Often devices allocate DMA buffers before they do
runtime pm resume. This is the case for example with v4l2
devices where buffers are allocated during 'VIDIOC_REQBUFS`
and runtime resume happens later usually during 'VIDIOC_STREAMON'.
In such cases the partial tlb flush when allocating will fail
since the iommu is runtime suspended. This will print a warning
and try to do full flush. But there is actually no need to flush
the tlb before the consumer device is turned on.
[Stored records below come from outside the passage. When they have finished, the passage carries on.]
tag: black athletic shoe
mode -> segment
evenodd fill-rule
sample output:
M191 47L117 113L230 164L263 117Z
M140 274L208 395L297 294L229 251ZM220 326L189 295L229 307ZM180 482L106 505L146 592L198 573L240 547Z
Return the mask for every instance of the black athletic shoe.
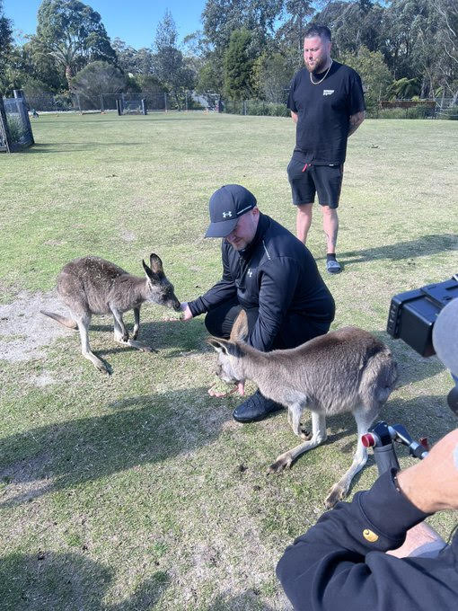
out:
M259 390L248 397L246 401L236 407L233 412L233 419L237 422L253 422L262 420L268 413L281 410L283 405L276 403L271 399L266 399Z

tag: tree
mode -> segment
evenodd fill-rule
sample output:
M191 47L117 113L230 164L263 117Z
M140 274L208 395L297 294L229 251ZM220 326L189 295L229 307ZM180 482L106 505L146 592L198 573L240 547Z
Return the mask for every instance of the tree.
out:
M251 40L246 28L234 30L225 55L225 89L233 100L250 97L253 92Z
M260 50L273 34L283 0L207 0L202 12L204 36L219 54L225 51L234 30L246 28Z
M177 38L175 22L167 10L157 26L154 72L172 93L178 108L181 108L184 93L188 89L193 89L195 78L192 70L186 66L183 54L176 46Z
M382 53L362 46L357 53L343 54L340 60L361 76L367 111L374 110L380 100L389 95L392 84L392 75Z
M265 51L256 58L253 67L253 80L258 95L267 102L285 102L293 73L294 68L284 56Z
M118 66L126 73L132 75L151 75L154 70L154 58L149 49L128 46L124 40L115 38L111 45L116 52Z
M126 88L126 77L116 66L94 61L85 66L71 80L71 91L91 100L101 93L119 93Z
M116 61L101 15L79 0L43 0L34 42L42 53L53 58L68 84L89 62Z
M6 86L6 64L13 51L13 29L11 21L4 14L3 0L0 0L0 94Z
M284 50L286 49L295 50L299 64L303 55L304 33L307 20L313 13L312 3L310 0L286 0L285 10L289 17L277 31L276 40Z

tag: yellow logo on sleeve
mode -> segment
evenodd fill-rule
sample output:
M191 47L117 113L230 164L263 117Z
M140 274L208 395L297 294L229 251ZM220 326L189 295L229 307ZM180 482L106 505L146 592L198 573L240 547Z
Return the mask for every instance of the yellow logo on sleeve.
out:
M363 536L366 541L369 543L375 543L378 539L378 535L375 535L372 530L369 530L369 528L365 528L363 530Z

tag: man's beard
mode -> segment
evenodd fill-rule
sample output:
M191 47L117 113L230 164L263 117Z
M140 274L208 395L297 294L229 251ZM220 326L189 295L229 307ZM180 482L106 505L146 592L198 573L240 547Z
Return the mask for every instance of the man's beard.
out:
M319 75L321 72L324 72L325 70L324 66L326 66L327 61L328 61L327 58L321 58L318 63L313 65L313 67L309 66L307 63L305 63L305 67L309 72L312 72L314 75Z

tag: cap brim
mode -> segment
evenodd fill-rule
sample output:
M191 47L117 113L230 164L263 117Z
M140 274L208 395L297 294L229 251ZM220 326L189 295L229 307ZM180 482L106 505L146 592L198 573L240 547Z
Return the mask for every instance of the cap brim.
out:
M205 237L225 237L237 225L238 218L231 218L219 223L210 223Z
M433 327L433 346L447 369L458 376L458 297L439 313Z

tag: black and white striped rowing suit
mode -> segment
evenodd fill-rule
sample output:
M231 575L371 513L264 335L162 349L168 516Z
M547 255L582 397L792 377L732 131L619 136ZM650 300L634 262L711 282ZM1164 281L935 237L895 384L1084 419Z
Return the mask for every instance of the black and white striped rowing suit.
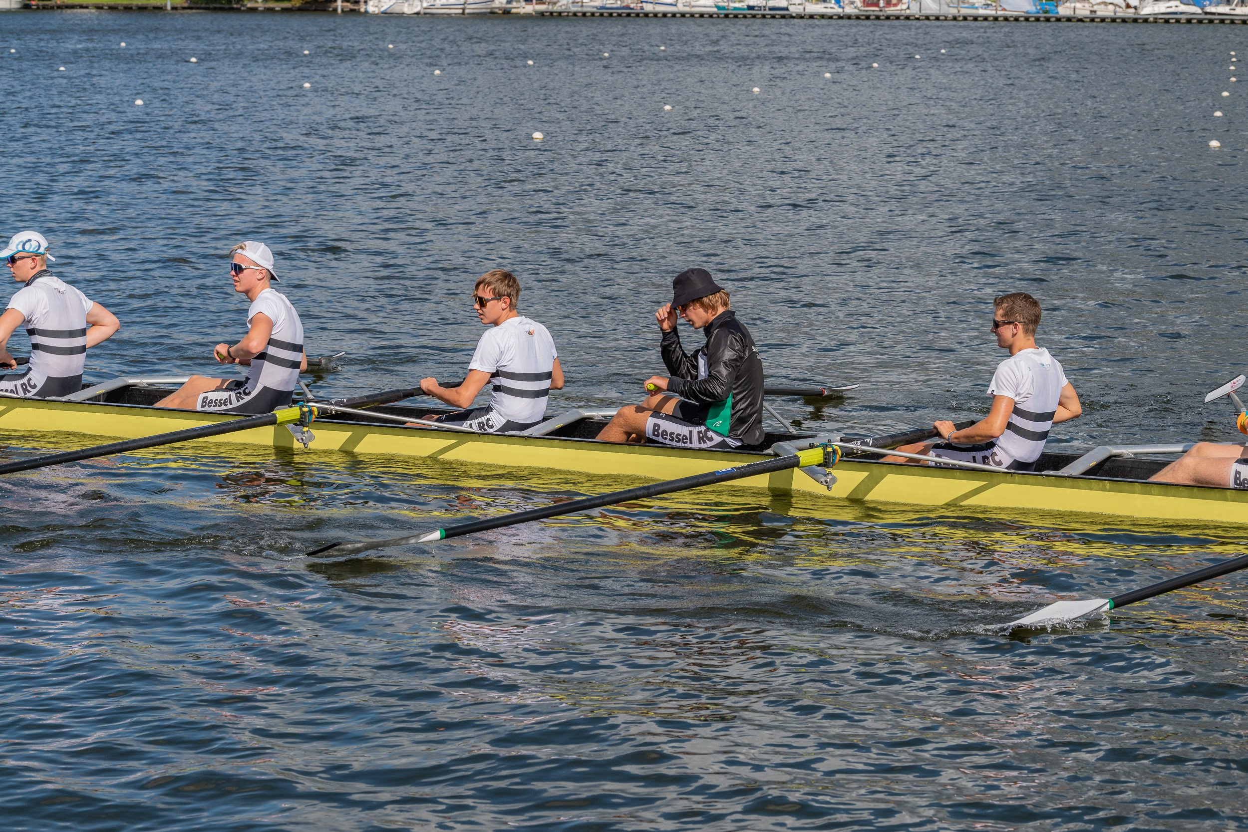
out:
M46 268L26 281L9 301L9 308L26 316L30 364L17 375L0 375L0 393L45 399L81 390L86 313L92 306L85 294Z
M290 405L300 380L303 359L303 323L300 314L277 289L265 289L247 309L247 326L263 312L273 322L265 351L251 359L247 378L231 382L223 390L201 393L196 410L257 415Z
M517 316L490 327L477 342L468 369L489 373L489 407L438 417L482 433L527 430L542 423L558 358L554 339L537 321Z
M988 385L988 395L1008 395L1015 400L1006 432L995 442L980 445L941 443L932 448L931 455L1011 470L1032 470L1045 450L1063 387L1066 373L1043 347L1011 356L997 364Z

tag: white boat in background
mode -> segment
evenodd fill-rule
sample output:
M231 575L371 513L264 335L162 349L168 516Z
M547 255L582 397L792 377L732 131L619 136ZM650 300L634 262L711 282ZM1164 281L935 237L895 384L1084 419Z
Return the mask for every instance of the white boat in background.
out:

Fix the warning by skipping partial flush when allocating and instead
do full flash in runtime resume.
In order to do full flush from the resume cb, the test:
if (pm_runtime_get_if_in_use(data->dev) <= 0)
continue;
needs to be removed from the flush all func since pm_runtime_get_if_in_use
returns 0 while resuming and will skip the flush
This patchset is a combination of 4 patches already sent in a different
patchset: [1] and a warning fix from Sebastian Reichel
[1] https://lore.kernel.org/linux-devicetree/[email protected]/
changes since v1:
-----------------
* Added preparation patches to remove the unneeded 'for_each_m4u' usage
and add a spinlock to protect access to tlb control registers.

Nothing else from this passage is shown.